Iconic in film, photo and synonymous with Rome, the Coliseum is one of the Roman’s greatest feats of engineering, and it is the largest amphitheatre in the world.  This mighty fortress of stone and concrete could once contain up to 80,000 spectators, entertaining the Roman population with animal hunts, battle re-enactments,  plays, public executions and, of course, gladiatorial battles. As both a world heritage site and one of seven New Wonders of the World this location is unmissable. Come here to bask in the presence of the ultimate image of Roman history. Though slowly turning to ruins, much of the features from the amphitheatre’s creation nearly 2000 years ago still remain.

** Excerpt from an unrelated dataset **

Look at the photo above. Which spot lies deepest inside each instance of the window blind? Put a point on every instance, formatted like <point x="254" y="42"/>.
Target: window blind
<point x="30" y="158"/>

It is also possible to view parts of the underground section of the Coliseum; tunnels that lead to the gladiator school and animal pens, the remnants of sewage facilities and more can still be seen on guided tours to this restricted area.

 

Venetian Canals and Festival

Set in stone is the image of the gondola, hunched over with a paddle in his hand, taking his wards on a slow and romantic journey through the rippling water and cream-stoned canals of Venice. If you have the chance to make a short trip here, it’s a vital Italian experience. For anyone looking to witness a truly surreal and beautiful experience, arriving in Venice during its annual Carnival never ceases to amaze. First started after the Republic of Venice decreed it illegal to wear masks at night, these costumes allowed people to take on the role of a character and enjoy the city incognito, blurring the lines between the classes. In modern times it has become a stunningly eccentric display of creativity and living history. As well as the costumed people lining the streets, entertainers and artists provide original performances based on a main subject chosen by carnival officials.

 

Leaning Tower of Pisa

Originally created as a bell tower, this instantly recognisable tower of marble and stone was built partly on ground that was too soft to support it, so it began to during its construction, tilting more and more the right as the centuries flew buy. If you visit the tower today, it actually leans less than it did 100 years ago due to efforts in the 20th and 21st century to stabilise and partially right its position. Entrance is restricted, but any trip to Italy would be hollow without the obligatory picture of someone trying to push the tower over.

 

Vatican Museums and Sistine Chapel

Official residence of the Pope in Vatican City, this awe-inspiring chapel is covered in art by the icons of the Renaissance, Botticelli, Perugino and the infamous ceiling Frescos including ‘The Last Judgment’, painted by Michelangelo himself. The chapel is open the public as part of admission the Vatican Museums, which house a variety of sections based of Italian history alongside an Egyptian exhibition and historical exhibits of ceramics and tapestries. Vatican City is often a Catholic site of pilgrimage, and if you wish to enter the chapel you must cover your shoulders, hair (if you are female) and legs, though skirts/shorts reaching the knees are permissible.

 

Pompeii

Situated near modern Naples, Pompeii was an ancient Roman City turned to ash and ruins by the eruption of Mount Vesuvius in 79AD. After the disaster, the site lay undiscovered for more than 1500 years, and has been a popular tourist destination for the last 250. Walking into Pompeii is a step back in time. Many of the objects, roads and parts of buildings discovered have been extremely well preserved due to the almost total restriction of air and moisture. A slightly eerie sight, plaster casts of ash layers have revealed a number of human bodies, showing the positions they lay in when they died. Some of these have been left on site and others have been kept in Italian museums. The location can be visited through a touring company or you can arrive and walk around yourself.

 

Capuchin Crypt

A darker turn to the strong cultural locations in the list, the crypt of the capuchins is a shrine to the monks of the past that lies under the church of Santa Maria della Concezione dei Cappuccini. It is thought that the majority of the bodies were of 300 deceased Friars, cart loaded to the monastery by the Capuchin monks that arrived there in the 1600s. Those that died after this time were then added the crypt after being buried for at least 30 years. While a morbid sight, the crypts have a strange elegance and peacefulness to them, reminding us that death is ever present in our lives regardless of religious affiliation.